Petit d'humains alors essayait de s'adresser à lui, mais ça n'arrivait jamais... Ça partait on ne sait d'où et surtout surtout ça arrivait on ne savait pas... à qui. À QUI ?
C'était comme un mouvement, comme un élan, comme un appel.
Rien qu'un mouvement. Rien qu'un élan. Rien qu'un appel. Un battement d'ailes sans oiseau. Un message sans émetteur, ni récepteur, comme diraient les poètes.

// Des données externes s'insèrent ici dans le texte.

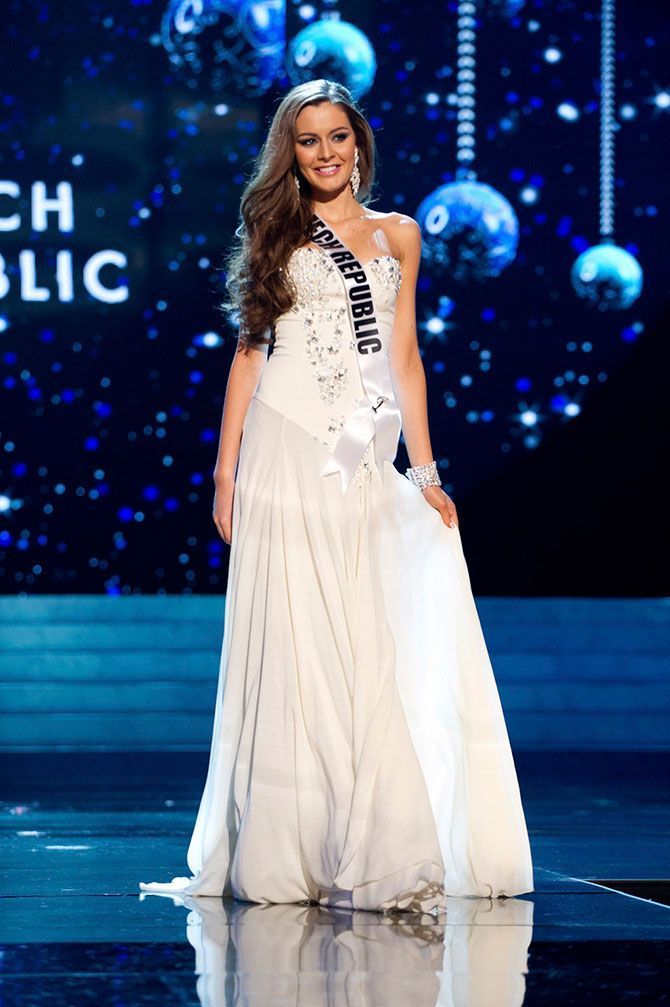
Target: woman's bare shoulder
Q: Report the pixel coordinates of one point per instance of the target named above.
(402, 231)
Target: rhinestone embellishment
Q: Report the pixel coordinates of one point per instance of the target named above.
(386, 270)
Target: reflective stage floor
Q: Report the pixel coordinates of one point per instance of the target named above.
(79, 832)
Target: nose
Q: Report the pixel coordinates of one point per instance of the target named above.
(325, 153)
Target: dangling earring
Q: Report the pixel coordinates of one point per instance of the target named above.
(355, 177)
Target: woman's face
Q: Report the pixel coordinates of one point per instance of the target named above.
(324, 146)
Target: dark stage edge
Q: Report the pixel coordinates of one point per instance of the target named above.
(79, 832)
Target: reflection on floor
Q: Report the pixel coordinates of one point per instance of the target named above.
(81, 831)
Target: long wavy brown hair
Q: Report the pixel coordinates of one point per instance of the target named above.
(275, 218)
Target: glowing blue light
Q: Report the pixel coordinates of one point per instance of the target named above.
(528, 195)
(435, 325)
(570, 113)
(528, 417)
(209, 339)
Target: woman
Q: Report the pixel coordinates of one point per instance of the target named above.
(360, 756)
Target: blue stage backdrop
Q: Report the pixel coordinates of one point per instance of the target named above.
(533, 162)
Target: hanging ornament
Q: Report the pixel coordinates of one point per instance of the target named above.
(333, 49)
(226, 43)
(605, 275)
(471, 231)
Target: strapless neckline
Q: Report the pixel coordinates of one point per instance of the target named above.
(377, 258)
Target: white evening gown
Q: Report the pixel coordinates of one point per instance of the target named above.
(360, 756)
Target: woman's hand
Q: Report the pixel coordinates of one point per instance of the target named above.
(443, 504)
(223, 508)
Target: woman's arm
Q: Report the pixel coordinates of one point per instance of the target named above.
(242, 382)
(409, 380)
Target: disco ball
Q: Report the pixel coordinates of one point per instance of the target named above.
(608, 277)
(470, 231)
(333, 49)
(225, 43)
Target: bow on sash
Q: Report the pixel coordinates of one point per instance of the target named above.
(377, 416)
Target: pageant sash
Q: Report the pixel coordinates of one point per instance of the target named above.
(377, 416)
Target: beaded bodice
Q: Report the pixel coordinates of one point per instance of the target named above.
(312, 375)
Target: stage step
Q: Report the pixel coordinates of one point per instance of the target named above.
(139, 673)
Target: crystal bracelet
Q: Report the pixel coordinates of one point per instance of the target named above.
(424, 475)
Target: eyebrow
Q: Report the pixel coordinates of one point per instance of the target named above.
(338, 129)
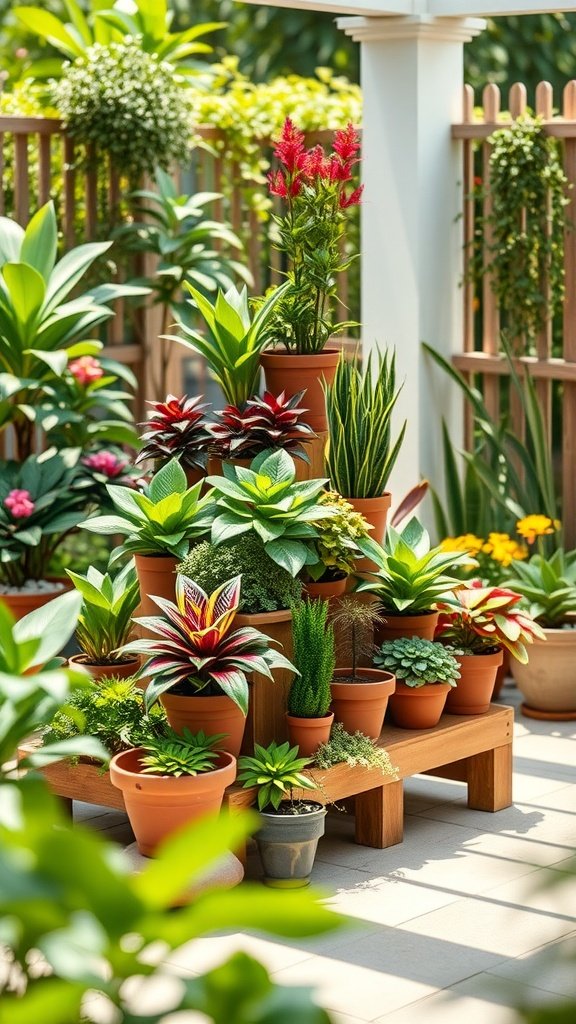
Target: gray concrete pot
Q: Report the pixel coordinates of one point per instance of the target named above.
(287, 846)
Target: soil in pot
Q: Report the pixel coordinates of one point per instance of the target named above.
(418, 707)
(361, 705)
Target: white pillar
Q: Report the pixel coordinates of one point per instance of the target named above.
(412, 77)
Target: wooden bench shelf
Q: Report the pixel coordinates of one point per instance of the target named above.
(476, 750)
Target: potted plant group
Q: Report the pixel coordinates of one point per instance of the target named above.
(425, 672)
(197, 660)
(547, 586)
(105, 621)
(309, 716)
(291, 827)
(170, 781)
(360, 455)
(478, 625)
(360, 694)
(318, 189)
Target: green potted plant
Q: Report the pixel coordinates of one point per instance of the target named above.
(266, 500)
(42, 501)
(409, 580)
(309, 716)
(318, 189)
(198, 662)
(105, 621)
(360, 694)
(291, 825)
(360, 455)
(547, 587)
(478, 626)
(159, 525)
(170, 781)
(424, 674)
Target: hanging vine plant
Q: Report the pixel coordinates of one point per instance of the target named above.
(525, 257)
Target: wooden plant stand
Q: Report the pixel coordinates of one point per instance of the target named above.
(480, 749)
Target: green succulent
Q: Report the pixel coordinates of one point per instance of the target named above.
(416, 662)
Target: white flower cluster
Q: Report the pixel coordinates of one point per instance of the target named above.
(128, 103)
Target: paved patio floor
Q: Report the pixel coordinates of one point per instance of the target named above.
(459, 923)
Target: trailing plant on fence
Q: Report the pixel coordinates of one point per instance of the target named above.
(527, 221)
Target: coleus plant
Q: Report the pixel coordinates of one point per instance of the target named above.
(177, 428)
(262, 424)
(268, 500)
(198, 647)
(484, 617)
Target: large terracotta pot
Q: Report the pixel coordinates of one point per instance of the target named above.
(120, 670)
(418, 707)
(212, 715)
(361, 706)
(547, 682)
(285, 372)
(394, 625)
(474, 689)
(157, 577)
(309, 733)
(159, 805)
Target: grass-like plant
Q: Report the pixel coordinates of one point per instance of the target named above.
(315, 658)
(360, 402)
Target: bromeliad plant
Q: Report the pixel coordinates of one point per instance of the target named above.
(266, 424)
(481, 619)
(411, 577)
(268, 501)
(163, 519)
(359, 406)
(197, 647)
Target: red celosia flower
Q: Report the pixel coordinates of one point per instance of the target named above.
(19, 504)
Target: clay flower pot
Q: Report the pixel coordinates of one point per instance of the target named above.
(309, 733)
(418, 707)
(361, 706)
(474, 691)
(160, 805)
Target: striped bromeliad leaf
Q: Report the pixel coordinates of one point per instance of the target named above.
(198, 646)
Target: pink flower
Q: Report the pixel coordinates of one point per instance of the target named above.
(19, 504)
(107, 463)
(86, 370)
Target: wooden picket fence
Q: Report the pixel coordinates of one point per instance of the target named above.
(481, 359)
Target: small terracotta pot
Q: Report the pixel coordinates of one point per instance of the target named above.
(394, 625)
(120, 670)
(285, 372)
(474, 689)
(159, 805)
(361, 706)
(309, 733)
(211, 715)
(418, 707)
(156, 577)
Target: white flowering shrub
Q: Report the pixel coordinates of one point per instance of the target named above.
(128, 103)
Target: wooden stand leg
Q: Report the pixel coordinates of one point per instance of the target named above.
(490, 779)
(379, 816)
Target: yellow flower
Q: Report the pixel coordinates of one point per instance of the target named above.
(536, 525)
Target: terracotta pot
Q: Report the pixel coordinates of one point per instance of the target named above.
(211, 715)
(546, 683)
(21, 604)
(159, 805)
(309, 733)
(394, 625)
(375, 511)
(285, 372)
(361, 706)
(156, 577)
(121, 670)
(474, 689)
(418, 707)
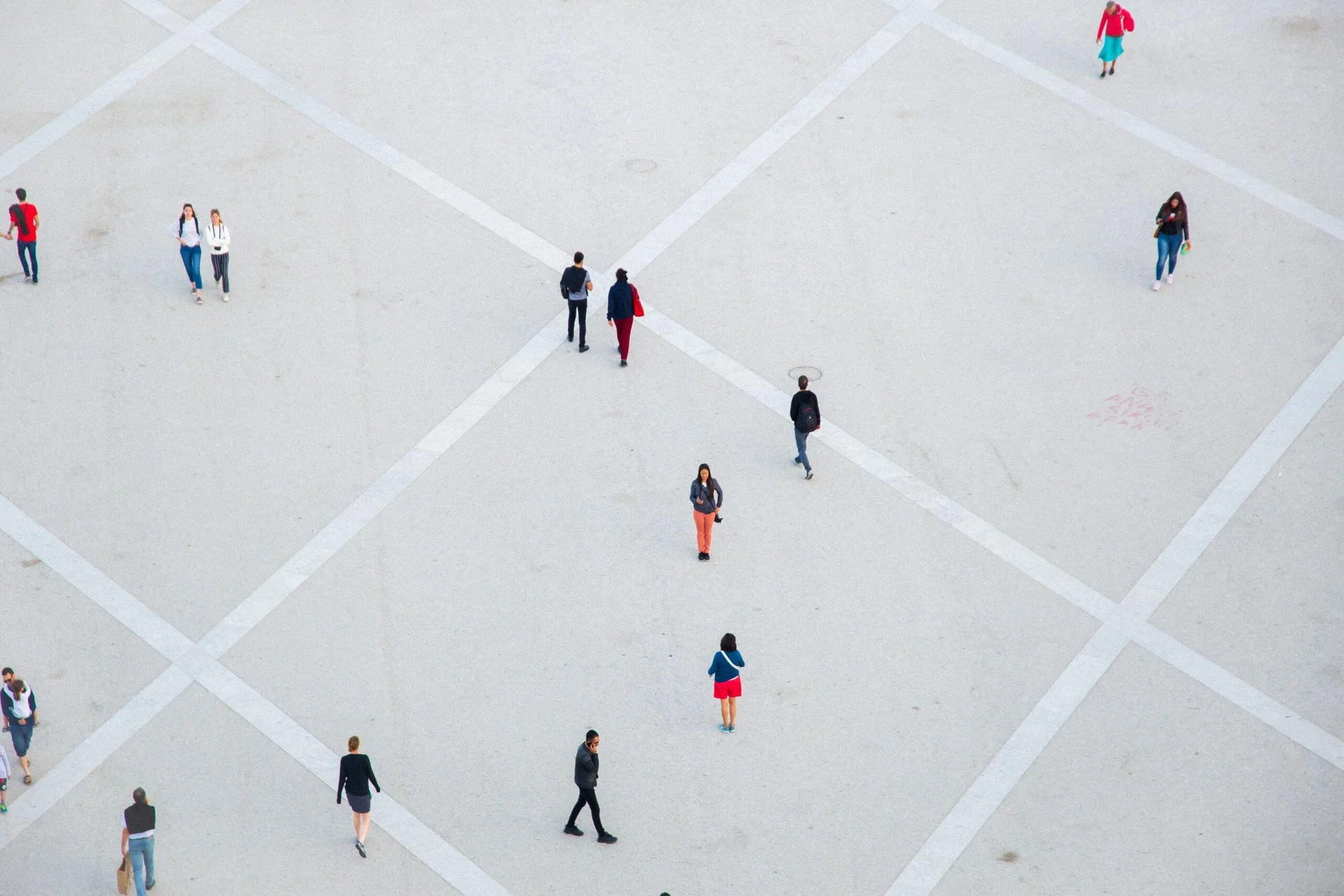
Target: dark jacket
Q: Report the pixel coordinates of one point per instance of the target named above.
(708, 496)
(575, 284)
(800, 398)
(620, 303)
(357, 773)
(1174, 222)
(585, 768)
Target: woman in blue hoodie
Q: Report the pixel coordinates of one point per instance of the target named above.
(728, 680)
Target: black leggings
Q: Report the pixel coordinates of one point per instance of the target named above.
(589, 796)
(221, 265)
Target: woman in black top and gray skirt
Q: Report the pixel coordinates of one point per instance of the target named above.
(357, 773)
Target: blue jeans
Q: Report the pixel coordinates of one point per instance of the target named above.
(33, 253)
(802, 441)
(143, 859)
(192, 261)
(22, 737)
(1169, 248)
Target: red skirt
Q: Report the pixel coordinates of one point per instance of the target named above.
(724, 690)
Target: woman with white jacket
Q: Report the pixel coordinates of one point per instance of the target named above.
(218, 237)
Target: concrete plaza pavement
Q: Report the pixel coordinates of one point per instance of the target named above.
(963, 256)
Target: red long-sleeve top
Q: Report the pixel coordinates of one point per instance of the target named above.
(1114, 24)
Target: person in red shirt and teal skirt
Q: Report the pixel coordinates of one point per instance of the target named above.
(1115, 22)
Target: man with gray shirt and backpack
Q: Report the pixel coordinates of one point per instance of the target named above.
(575, 287)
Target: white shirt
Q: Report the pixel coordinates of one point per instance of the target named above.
(218, 240)
(21, 706)
(189, 234)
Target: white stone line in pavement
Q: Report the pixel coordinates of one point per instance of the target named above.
(114, 88)
(342, 127)
(80, 762)
(384, 491)
(745, 165)
(1128, 122)
(193, 664)
(971, 813)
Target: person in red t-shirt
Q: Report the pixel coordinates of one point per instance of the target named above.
(1115, 22)
(24, 217)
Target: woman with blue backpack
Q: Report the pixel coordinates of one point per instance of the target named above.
(728, 680)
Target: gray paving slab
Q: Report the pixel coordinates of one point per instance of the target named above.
(233, 812)
(1256, 88)
(964, 256)
(982, 326)
(1264, 600)
(554, 112)
(81, 664)
(42, 41)
(189, 452)
(489, 619)
(1158, 787)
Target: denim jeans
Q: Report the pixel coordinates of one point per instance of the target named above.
(22, 737)
(142, 863)
(802, 440)
(1169, 248)
(192, 261)
(32, 248)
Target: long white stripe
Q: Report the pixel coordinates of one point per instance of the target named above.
(106, 741)
(756, 155)
(1134, 124)
(962, 825)
(382, 492)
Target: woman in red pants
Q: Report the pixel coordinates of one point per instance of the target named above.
(620, 311)
(706, 499)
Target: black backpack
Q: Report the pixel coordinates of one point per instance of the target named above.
(808, 420)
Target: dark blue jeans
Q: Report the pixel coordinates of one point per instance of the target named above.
(33, 253)
(802, 441)
(192, 261)
(1169, 248)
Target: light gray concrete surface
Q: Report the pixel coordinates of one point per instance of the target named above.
(967, 259)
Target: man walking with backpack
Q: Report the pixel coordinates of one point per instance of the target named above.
(24, 216)
(807, 418)
(1116, 21)
(575, 287)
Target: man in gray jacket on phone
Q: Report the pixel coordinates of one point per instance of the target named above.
(585, 776)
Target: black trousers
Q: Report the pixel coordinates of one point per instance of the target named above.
(221, 265)
(581, 307)
(589, 796)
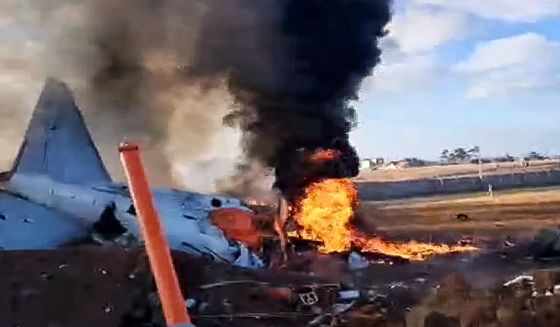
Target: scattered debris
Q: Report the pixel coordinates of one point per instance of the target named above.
(546, 244)
(462, 217)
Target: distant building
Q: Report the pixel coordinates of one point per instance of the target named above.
(366, 165)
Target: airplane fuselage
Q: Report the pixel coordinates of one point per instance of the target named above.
(184, 214)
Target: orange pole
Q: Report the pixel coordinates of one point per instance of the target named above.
(172, 300)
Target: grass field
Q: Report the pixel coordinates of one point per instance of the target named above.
(388, 175)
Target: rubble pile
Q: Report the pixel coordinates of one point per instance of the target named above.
(112, 286)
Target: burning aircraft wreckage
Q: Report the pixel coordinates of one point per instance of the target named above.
(292, 67)
(59, 192)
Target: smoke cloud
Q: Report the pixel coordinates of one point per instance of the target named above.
(293, 67)
(186, 75)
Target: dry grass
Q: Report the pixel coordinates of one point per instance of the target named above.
(387, 175)
(513, 212)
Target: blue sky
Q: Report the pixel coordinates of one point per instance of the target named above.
(462, 73)
(453, 73)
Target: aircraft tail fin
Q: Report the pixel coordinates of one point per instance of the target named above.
(57, 142)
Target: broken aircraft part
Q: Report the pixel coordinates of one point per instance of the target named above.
(59, 176)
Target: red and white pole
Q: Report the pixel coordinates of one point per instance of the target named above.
(173, 304)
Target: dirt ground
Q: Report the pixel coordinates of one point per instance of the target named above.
(463, 170)
(509, 213)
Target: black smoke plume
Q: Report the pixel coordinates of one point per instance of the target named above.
(157, 70)
(293, 67)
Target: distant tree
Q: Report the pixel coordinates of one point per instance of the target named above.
(475, 150)
(535, 156)
(460, 154)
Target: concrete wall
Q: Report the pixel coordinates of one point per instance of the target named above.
(373, 191)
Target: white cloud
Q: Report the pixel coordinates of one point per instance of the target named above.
(506, 10)
(522, 62)
(411, 71)
(420, 29)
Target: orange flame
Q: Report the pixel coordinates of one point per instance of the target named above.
(325, 214)
(325, 155)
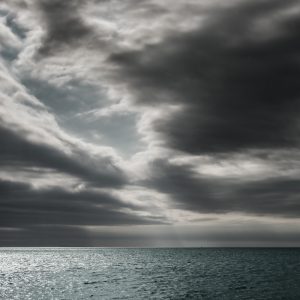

Y avait de quoi être triste, très triste... Vous savez, quand on ne pleure plus, quand il n'y a plus de larmes, que seulement ça coule, coule, coule comme des rivières...
Mais Petit d'humains n'était pas triste. Juste dans un coin serré.
"Que tous ils ne sachent pas, bon, d'accord" se dit-il un jour... Et il cessa de s'adresser à tous, ça lui fit un peu bizarre dans le ventre... Ce fut tout.
Mais ce qui arrivait dans sa boîte à lettres ne le touchait toujours pas... Presque pas... c'est-à-dire un tout p'tit peu "qui valait pas l'coup, merde, merde, merde"...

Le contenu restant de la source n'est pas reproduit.